Consider, $\delta<\varepsilon$. ($\delta>0$)
Then for any $\varepsilon > 0$, there exists a $\delta<\varepsilon$ such that $|f(x,y)-0|<\varepsilon$ for all $(x,y)$ that satisfies the inequation $x^2 +y^2 < \delta^2$. Hence, $f(x,y)$ is continuous at $(0,0)$.
Is this proof correct?
Best Answer
Your choice of $\delta$ works. Indeed, choosing $\delta = \varepsilon$ works as well; don't forget, if you were to choose this, then $\sqrt{x^2 + y^2} < \delta$ if and only if $\sqrt{x^2 + y^2} < \varepsilon$.
What's not so clear from your proof is why this choice works. You need to work on your mathematical exposition. The last we see any specifics about $f(x, y)$ is the first line. After this, the choice of $\delta$ is merely asserted.

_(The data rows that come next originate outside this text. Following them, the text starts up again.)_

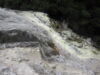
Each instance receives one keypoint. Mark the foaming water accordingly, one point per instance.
(64, 46)
(25, 60)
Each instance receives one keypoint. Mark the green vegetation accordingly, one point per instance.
(83, 16)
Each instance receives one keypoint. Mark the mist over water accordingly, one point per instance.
(76, 55)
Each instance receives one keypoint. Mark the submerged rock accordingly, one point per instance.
(63, 56)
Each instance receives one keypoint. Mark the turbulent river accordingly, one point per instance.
(31, 46)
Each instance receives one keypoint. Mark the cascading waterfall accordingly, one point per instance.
(61, 44)
(70, 57)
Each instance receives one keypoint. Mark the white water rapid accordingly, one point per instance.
(73, 57)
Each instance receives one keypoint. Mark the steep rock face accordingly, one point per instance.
(63, 52)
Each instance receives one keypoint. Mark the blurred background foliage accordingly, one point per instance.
(83, 16)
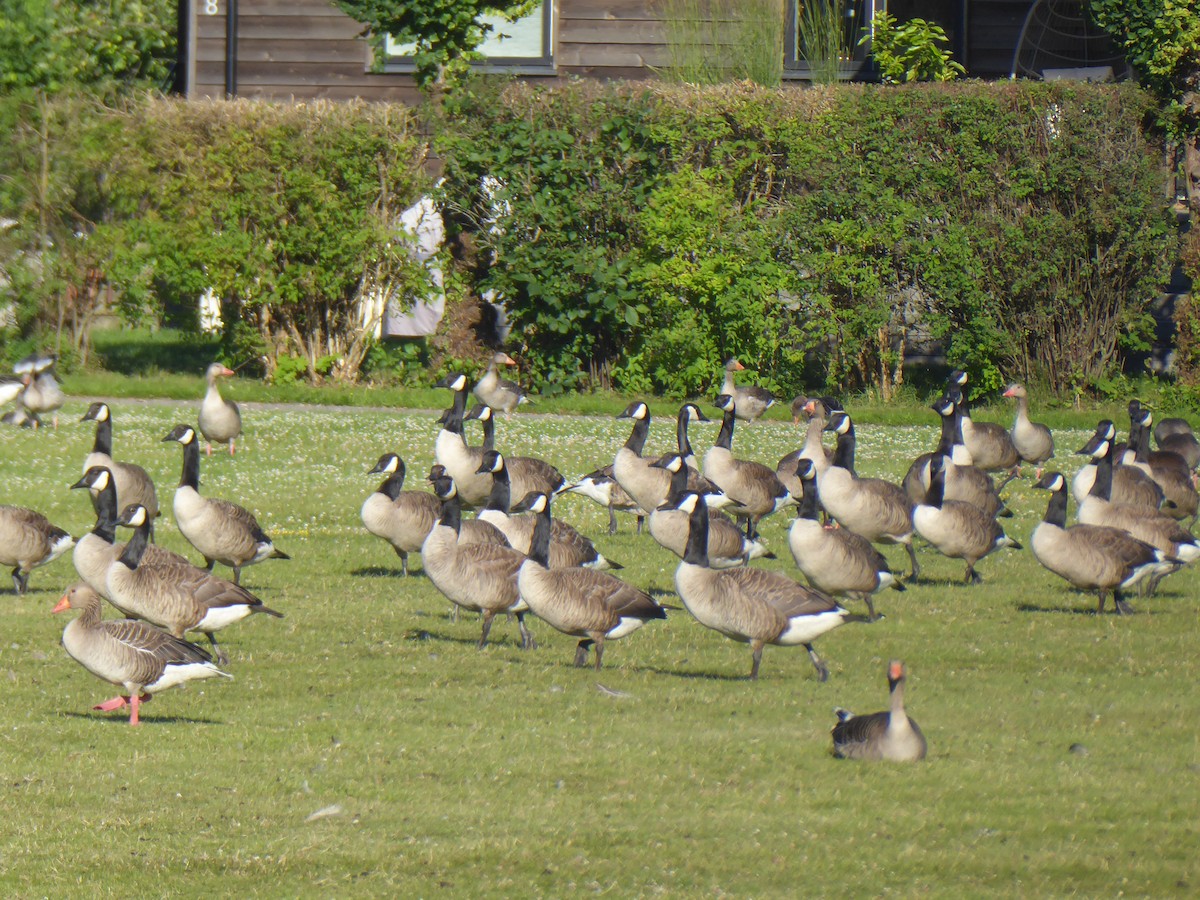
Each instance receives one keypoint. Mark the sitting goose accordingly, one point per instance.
(178, 597)
(95, 551)
(889, 735)
(754, 606)
(750, 401)
(479, 577)
(1093, 557)
(131, 483)
(220, 419)
(499, 393)
(223, 532)
(835, 559)
(567, 546)
(133, 655)
(28, 540)
(587, 604)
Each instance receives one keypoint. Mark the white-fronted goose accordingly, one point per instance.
(135, 655)
(587, 604)
(1033, 441)
(568, 547)
(1093, 557)
(221, 531)
(727, 545)
(750, 401)
(177, 597)
(958, 529)
(750, 605)
(95, 551)
(28, 540)
(480, 577)
(220, 419)
(876, 509)
(889, 736)
(835, 559)
(131, 481)
(499, 393)
(754, 489)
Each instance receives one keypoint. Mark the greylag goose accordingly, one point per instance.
(889, 735)
(1093, 557)
(28, 540)
(131, 481)
(221, 531)
(749, 401)
(750, 605)
(135, 655)
(220, 419)
(587, 604)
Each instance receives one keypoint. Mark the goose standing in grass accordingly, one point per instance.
(567, 545)
(587, 604)
(727, 545)
(131, 481)
(221, 531)
(178, 597)
(749, 401)
(754, 606)
(876, 509)
(1033, 441)
(499, 393)
(135, 655)
(754, 489)
(1093, 557)
(835, 559)
(479, 577)
(220, 419)
(958, 529)
(28, 540)
(95, 551)
(889, 736)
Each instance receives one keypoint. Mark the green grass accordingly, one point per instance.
(501, 773)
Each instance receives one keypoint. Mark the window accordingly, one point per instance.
(525, 46)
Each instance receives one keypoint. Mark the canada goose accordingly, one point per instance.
(669, 526)
(1093, 557)
(131, 483)
(220, 419)
(1146, 525)
(567, 546)
(835, 559)
(870, 507)
(451, 450)
(990, 444)
(964, 480)
(499, 393)
(754, 489)
(958, 529)
(222, 531)
(28, 540)
(133, 655)
(601, 487)
(527, 473)
(587, 604)
(95, 551)
(178, 597)
(1033, 441)
(754, 606)
(1131, 485)
(749, 402)
(481, 577)
(889, 735)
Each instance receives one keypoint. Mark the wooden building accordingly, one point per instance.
(304, 49)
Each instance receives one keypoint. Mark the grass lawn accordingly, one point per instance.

What is it about this function $f(x, y)$ that makes this choice of $\delta$ appropriate?
Here's an argument that I think your proof is missing. Note that $$x^2 + y^2 \ge y^2$$ as $x^2 \ge 0$. Taking the square root of both sides, $$\sqrt{x^2 + y^2} \ge |y|,$$ hence $$\left|\frac{y}{\sqrt{x^2 + y^2}}\right| \le 1 \implies |x| \left|\frac{y}{\sqrt{x^2 + y^2}}\right| \le |x| \le \sqrt{x^2 + y^2},$$ by a similar argument as above, involving $x$ instead of $y$. Thus, if we assume $0 < \sqrt{x^2 + y^2} < \varepsilon$, then $$|x| \left|\frac{y}{\sqrt{x^2 + y^2}}\right| < \varepsilon,$$ which implies $|f(x, y) - 0| < \varepsilon$.